Moi je réagirais juste au fait que si on est une fille et que l'on fait que 50kg on ne peux pas prendre de gros chiens.... Oo j'ai eu jusqu'a 5 molosses en laisse en meme temps et pas tous bien éduquer (:s XD ) bon la j'avoue 5 il faut s'accrocher a un poteau pour tenir XD mais 2 c'est laaargement faisable. (ça ma fais un peu penser aux gens qui me disent dans la rue "vous ne devriez pas aller la ou il y a du monde vous ne le tiendrez pas si il charge" ben si je le tiens et depuis qu'il m'a montré son coté "dark" XD et bien plus un seul incident a deplorer)

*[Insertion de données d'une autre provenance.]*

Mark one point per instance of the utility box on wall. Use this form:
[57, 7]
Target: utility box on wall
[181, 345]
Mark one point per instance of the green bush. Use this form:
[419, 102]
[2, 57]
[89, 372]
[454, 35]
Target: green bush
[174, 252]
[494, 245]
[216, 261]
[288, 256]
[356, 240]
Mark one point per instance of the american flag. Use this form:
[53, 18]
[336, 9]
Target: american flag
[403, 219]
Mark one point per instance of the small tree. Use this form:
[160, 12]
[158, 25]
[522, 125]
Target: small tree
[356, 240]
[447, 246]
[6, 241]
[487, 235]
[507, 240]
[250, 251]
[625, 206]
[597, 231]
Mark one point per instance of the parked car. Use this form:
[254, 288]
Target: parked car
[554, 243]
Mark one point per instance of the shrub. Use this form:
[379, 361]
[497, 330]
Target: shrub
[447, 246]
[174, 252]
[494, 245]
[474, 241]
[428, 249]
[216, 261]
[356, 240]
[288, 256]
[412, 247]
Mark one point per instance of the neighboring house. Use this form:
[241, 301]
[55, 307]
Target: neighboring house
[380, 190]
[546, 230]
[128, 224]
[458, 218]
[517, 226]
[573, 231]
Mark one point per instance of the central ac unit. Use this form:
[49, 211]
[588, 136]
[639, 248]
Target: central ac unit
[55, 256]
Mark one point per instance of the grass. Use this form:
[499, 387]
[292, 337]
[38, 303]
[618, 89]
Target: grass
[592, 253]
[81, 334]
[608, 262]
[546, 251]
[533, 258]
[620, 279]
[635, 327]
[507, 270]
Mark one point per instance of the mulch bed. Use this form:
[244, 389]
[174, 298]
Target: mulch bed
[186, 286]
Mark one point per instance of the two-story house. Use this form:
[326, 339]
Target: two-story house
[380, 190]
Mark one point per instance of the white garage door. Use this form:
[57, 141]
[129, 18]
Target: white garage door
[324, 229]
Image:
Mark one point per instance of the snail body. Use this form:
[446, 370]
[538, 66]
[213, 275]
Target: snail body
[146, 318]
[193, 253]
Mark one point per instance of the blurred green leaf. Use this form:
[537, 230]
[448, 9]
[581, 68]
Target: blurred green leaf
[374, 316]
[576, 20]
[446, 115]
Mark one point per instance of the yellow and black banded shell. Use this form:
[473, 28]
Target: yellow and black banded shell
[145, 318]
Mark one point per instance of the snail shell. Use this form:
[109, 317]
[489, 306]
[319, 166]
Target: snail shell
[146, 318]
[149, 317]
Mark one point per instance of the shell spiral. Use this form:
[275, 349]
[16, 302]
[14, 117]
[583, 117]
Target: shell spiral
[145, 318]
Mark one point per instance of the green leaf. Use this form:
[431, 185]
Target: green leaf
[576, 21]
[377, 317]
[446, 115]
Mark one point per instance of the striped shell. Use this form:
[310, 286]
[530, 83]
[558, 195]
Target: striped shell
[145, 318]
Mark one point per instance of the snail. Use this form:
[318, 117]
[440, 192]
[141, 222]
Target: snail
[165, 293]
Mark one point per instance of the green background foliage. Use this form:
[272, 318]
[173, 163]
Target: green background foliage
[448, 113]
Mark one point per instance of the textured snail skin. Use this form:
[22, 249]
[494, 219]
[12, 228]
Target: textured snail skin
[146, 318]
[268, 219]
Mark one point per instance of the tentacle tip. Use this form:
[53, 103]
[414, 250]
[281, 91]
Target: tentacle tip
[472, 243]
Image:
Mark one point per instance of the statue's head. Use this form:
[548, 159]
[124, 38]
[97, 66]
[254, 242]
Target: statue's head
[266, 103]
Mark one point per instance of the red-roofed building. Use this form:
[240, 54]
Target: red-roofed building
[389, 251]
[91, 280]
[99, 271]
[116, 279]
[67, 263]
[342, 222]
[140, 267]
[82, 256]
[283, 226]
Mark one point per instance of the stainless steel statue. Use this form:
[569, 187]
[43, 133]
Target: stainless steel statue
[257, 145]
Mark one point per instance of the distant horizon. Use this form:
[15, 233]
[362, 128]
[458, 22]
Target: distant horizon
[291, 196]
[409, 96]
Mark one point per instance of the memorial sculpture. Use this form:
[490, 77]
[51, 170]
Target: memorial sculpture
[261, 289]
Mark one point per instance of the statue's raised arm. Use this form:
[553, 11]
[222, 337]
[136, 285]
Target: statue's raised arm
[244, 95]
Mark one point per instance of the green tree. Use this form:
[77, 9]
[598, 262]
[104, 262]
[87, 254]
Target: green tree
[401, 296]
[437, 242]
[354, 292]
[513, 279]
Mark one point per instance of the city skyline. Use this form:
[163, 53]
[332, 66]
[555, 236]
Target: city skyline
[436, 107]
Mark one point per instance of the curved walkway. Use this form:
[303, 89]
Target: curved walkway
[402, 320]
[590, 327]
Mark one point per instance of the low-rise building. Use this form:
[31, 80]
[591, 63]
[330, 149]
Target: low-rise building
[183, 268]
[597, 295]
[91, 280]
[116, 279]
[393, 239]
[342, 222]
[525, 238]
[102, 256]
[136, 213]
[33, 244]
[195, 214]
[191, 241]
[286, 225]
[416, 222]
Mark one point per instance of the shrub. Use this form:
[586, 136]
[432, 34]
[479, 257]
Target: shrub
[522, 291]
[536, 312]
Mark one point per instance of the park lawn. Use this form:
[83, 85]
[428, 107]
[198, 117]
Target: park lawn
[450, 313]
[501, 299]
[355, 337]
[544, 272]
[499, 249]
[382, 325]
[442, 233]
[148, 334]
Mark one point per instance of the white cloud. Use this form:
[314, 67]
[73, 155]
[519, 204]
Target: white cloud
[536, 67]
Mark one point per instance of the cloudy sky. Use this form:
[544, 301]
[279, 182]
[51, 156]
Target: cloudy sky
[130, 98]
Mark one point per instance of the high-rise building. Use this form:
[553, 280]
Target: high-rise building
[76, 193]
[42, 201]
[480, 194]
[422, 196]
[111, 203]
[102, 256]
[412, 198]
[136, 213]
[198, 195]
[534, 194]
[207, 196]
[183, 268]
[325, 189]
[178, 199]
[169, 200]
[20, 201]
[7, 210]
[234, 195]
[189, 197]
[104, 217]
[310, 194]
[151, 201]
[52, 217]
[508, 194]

Moi je te dirais que les molosses sont la plupart du temps des loulous super joyeux tres joueur proche de leur famille et si bien éduqués très a l'écoute. Je ne pense pas qu'il y aie de soucis par contre femelle femelle si la tienne est deja dominante a surveiller car les bull ont tendance a etre dominant adulte, apres suis pas une experte et chaque chien est different.

----------


## flopsie

ok merci amandine, C'est ce que je craint car je lit un peu partout que les bullmastiffs on une tendance à etre dominant, donc suis pas sure qu'a l'age adulte ça passera avec ma chienne qui en plus est vieille, je ne voudrait pas prendre de risque meme si le fait de prendre un deuxieme chien nous tente beaucoup surtout qu'on reve depuis longtemps d'avoir un gros molosse. Mais on veux pas faire n'importe quoi, donc la reflexion est trés dure !

----------


## Taysa

Si contrat de copro il y a, d'ailleurs il faut en ecrire un meme si les gens sont tres gentils !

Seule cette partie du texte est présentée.